The storekeeper’s thin lips twisted. “He’s lying, Captain!”
“But his lies match my suspicions so closely.”
“It’s all-”
So fast that Yarvi hardly saw it, only heard the hollow thud, Shadikshirram clubbed Ankran with the base of her bottle. He dropped with a grunt and lay blinking, blood streaming down his face. She stepped forward, lifting her boot over his head and, calmly, steadily, frowning with concentration, started stamping on his face.
“Swindle me?” she hissed through gritted teeth, heel opening a cut down his cheek.
“Steal from me?” as her boot smashed Ankran’s nose sideways.
“Take me for a fool?”
Yarvi looked away into the corner of the room, the breath crawling in his throat as the sick crunching went on.
“After all … I’ve …
Shadikshirram squatted down, forearms resting on her knees and her hands dangling. She thrust her jaw forward and blew a loose strand of hair out of her face. “I am once again disappointed by the wretchedness of humanity.”
“My wife,” Ankran whispered, bringing Yarvi’s eyes crawling back to his ruined face. A bubble of blood formed and broke on his lips. “My wife … and my son.”
“What of them?” snapped Shadikshirram, frowning at a red spatter that had caught the back of her hand and wiping it clean on Ankran’s clothes.
“The flesh dealer … you bought me from … in Thorlby.” Ankran’s voice was squelchy. “Yoverfell. He has them.” He coughed, and pushed a piece of tooth out of his mouth with his tongue. “He said he’d keep them safe … as long as I brought him their price … every time we passed through. If I don’t pay …”
Yarvi felt weak at the knees. So weak he thought he might fall. Now he understood why Ankran had needed all that money.
But Shadikshirram only shrugged. “What’s that to me?” And she twisted her fingers in Ankran’s hair and pulled a knife from her belt.
“Wait!” shouted Yarvi.
The captain looked over at him sharply. “Really? Are you sure?”
It took everything he had to force his mouth into a watery smile. “Why kill what you can sell?”
She squatted there a moment, staring at him, and he wondered if she would kill them both. Then she snorted out a laugh, and lowered the knife. “I do declare. My soft heart will be my undoing. Trigg!”
The overseer paused for just a moment when he stepped into the cabin and saw Ankran on the floor with his face a bloodied pulp.
“It turns out our storekeeper has been robbing me,” said the captain.
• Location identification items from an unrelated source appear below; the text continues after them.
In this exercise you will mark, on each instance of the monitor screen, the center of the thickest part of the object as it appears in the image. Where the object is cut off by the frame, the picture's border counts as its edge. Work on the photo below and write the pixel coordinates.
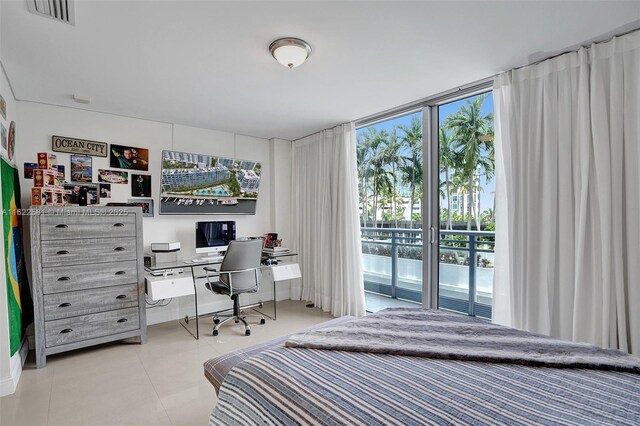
(214, 237)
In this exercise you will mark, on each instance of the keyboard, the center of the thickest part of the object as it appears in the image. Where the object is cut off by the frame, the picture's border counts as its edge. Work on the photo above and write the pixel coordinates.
(210, 259)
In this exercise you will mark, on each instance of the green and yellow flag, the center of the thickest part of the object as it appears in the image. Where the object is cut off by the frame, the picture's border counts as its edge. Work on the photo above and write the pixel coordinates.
(19, 298)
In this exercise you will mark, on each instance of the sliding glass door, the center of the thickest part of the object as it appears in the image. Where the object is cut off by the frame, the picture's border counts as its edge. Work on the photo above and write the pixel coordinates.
(390, 186)
(426, 185)
(465, 217)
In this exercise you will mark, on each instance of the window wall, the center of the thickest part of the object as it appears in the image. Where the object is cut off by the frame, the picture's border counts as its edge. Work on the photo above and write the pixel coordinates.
(440, 181)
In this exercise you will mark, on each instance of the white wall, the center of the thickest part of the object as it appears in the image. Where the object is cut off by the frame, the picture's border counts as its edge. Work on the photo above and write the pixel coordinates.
(39, 122)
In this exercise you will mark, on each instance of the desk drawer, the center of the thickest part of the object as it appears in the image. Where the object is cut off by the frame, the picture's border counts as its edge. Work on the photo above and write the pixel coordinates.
(82, 277)
(86, 327)
(77, 252)
(62, 227)
(74, 303)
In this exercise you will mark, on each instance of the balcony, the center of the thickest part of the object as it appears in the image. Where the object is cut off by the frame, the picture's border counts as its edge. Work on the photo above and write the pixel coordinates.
(392, 260)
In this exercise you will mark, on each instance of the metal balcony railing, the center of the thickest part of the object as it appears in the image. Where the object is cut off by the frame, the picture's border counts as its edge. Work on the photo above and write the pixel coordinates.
(392, 259)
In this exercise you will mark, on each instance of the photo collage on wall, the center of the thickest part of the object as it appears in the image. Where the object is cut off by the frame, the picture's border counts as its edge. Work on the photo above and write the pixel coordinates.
(121, 172)
(137, 160)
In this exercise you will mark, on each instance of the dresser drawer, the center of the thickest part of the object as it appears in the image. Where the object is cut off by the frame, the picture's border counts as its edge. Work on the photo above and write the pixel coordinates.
(71, 227)
(74, 303)
(94, 250)
(86, 327)
(81, 277)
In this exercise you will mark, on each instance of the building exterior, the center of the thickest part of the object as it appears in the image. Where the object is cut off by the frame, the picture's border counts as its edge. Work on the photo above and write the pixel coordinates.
(248, 180)
(180, 179)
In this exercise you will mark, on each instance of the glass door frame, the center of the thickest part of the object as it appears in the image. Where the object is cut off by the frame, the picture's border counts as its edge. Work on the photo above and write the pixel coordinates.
(431, 194)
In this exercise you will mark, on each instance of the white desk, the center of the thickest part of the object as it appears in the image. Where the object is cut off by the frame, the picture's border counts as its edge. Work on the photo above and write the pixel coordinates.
(281, 272)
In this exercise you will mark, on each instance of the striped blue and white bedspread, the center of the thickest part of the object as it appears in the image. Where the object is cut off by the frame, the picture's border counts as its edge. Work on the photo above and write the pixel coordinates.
(308, 386)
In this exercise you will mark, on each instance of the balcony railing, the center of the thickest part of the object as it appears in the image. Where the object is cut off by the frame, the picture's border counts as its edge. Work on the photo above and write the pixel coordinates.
(392, 261)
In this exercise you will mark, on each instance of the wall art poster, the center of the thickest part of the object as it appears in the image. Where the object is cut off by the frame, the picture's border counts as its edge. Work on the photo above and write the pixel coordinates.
(128, 157)
(140, 185)
(81, 169)
(105, 190)
(78, 146)
(208, 184)
(112, 176)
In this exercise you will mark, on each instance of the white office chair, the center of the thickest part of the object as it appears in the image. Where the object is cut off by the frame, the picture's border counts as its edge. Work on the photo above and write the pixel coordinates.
(239, 273)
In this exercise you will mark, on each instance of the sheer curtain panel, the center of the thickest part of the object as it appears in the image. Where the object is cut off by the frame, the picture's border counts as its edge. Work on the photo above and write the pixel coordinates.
(326, 226)
(568, 195)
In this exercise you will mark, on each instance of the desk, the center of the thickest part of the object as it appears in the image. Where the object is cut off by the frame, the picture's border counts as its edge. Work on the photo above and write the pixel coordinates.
(193, 266)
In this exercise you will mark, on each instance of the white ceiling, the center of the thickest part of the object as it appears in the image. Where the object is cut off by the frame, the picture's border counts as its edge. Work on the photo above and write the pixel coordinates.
(206, 63)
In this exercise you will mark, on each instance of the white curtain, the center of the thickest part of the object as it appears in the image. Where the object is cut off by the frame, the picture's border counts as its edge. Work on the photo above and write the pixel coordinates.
(326, 227)
(568, 196)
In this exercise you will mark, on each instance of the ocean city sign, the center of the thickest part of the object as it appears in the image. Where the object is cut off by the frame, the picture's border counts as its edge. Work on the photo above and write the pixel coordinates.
(78, 146)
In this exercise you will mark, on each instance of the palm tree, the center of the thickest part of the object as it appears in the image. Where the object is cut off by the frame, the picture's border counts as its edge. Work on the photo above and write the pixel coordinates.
(470, 131)
(448, 160)
(374, 167)
(412, 169)
(393, 158)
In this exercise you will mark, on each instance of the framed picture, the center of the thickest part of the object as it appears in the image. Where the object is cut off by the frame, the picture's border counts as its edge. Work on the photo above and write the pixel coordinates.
(128, 157)
(146, 204)
(207, 184)
(112, 176)
(81, 169)
(28, 170)
(73, 193)
(105, 190)
(140, 185)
Trigg frowned at Ankran, then at Shadikshirram, and finally, for a long time, at Yarvi. “Seems some people think only of themselves.”
“And I thought we were one family.” The captain stood, dusting off her knees. “We have a new storekeeper. Get him a better collar.” She rolled Ankran towards the door with her foot. “And put this thing in the space on Jaud’s oar.”
“Right y’are, Captain.” And Trigg dragged Ankran out by one arm and kicked the door closed.
“You see that I am merciful,” said Shadikshirram brightly, with merciful gestures of the blood-spotted hand which still loosely held her knife. “Mercy is my weakness.”
“Mercy is a feature of greatness,” Yarvi managed to croak.
Shadikshirram beamed at that. “Isn’t it? But, great though I am … I rather think Ankran has used up all my mercy for this year.” She put her long arm about Yarvi’s shoulders, hooking her thumb through his collar, and drew him close, close, close enough to smell the wine on her whisper. “If another storekeeper betrayed my trust …” And she trailed off into silence more eloquent than any words.
“You have nothing to worry about, my captain.” Yarvi looked into her face so close that her black eyes seemed to merge into one. “I have no wife or children to distract me.” Only an uncle to kill, and his daughter to marry, and the Black Chair of Gettland to reclaim. “I’m your man.”
“You’re scarcely a man, but otherwise, excellent!” And she wiped her knife one way then the other on the front of Yarvi’s shirt. “Then wriggle down to your stores, my little one-handed minister, ferret out where Ankran was hiding my money and bring me up some wine! And smile, boy!” Shadikshirram pulled a golden chain from around her neck and hung it over one of the posts of her bed. A key dangled from it. The key to the oarslaves’ locks. “I like my friends smiling and my enemies dead!” She spread her arms wide, wriggled the fingers, and toppled back onto her furs. “Today dawned with such little promise,” she mused at the ceiling. “But it turns out everyone got what they wanted.”
Yarvi thought it unwise to point out, as he hurried for the door, that Ankran, not to mention his wife and child, would probably not have agreed.
16
To no one’s surprise, Yarvi found himself much better suited to the stores than the oars.